The midfielder had been on the pitch for Brazil only 36 hours before this game, in a World Cup qualifier against Uruguay in Manaus, 5,000 miles away. Although blame has to be attributed to Villa’s defence for tossing away a 2-0 lead with 10 minutes to play and losing, it was also noticeable that they lost control of the midfield battle.
The faith that Dean Smith, Villa’s manager, has in Luiz was shown by the player starting again here. His mopping up is an asset, but the Brazilian’s performance waned as Villa started getting sloppier generally.
Luiz had offered some protection to Emiliano Buendia, who had performed encouragingly behind the strikers, and Villa’s pressing had got on top of Wolverhampton Wanderers. Both went off before the visitors launched their comeback. When one of the replacements, Jacob Ramsey, fouled Adama Traore at the death, it led to the free-kick from which Ruben Neves scored the winning goal.
It meant that Wolves somehow got out of jail after Bruno Lage, their manager, had appeared to lose the tactical battle.

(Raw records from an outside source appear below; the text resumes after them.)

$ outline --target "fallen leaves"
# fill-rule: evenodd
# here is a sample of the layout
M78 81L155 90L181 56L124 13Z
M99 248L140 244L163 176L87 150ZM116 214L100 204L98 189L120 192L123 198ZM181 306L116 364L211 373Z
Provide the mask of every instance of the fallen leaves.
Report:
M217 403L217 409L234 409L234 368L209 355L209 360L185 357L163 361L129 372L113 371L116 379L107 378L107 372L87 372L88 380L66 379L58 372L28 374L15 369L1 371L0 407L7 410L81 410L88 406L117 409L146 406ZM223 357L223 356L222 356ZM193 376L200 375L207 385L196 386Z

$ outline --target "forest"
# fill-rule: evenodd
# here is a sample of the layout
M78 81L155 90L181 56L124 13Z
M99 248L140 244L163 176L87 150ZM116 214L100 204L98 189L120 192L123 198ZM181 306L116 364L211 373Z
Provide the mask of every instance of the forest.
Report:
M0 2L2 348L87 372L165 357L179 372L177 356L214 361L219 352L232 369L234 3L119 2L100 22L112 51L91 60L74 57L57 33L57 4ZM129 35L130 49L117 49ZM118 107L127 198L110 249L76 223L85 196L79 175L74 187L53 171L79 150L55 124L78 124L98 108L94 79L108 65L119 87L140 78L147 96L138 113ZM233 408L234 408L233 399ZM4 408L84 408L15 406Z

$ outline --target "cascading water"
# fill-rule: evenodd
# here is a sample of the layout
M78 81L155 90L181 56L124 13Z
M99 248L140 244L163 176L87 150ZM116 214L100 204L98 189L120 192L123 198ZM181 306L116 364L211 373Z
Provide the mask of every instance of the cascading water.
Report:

Lage had used Hwang Hee-chan as a false nine and he looked isolated, not providing the spark he has already shown he is capable of delivering.
Raul Jimenez, meanwhile, had played for Mexico in El Salvador – having bottles thrown at him before scoring a late penalty in San Salvador – and was left out of the starting line-up. His loss was keenly felt by Wolves.
The Mexican stood in front of the press box and was seen looking at the bench, appearing primed to enter the field, but that did not happen until the 88th minute, when it was 2-2.
While Villa gave away untidy goals and looked disorganised at set-pieces, how Wolves were allowed to make inroads needs to be considered. Losing their grip of midfield, after Luiz departed, catalysed a change.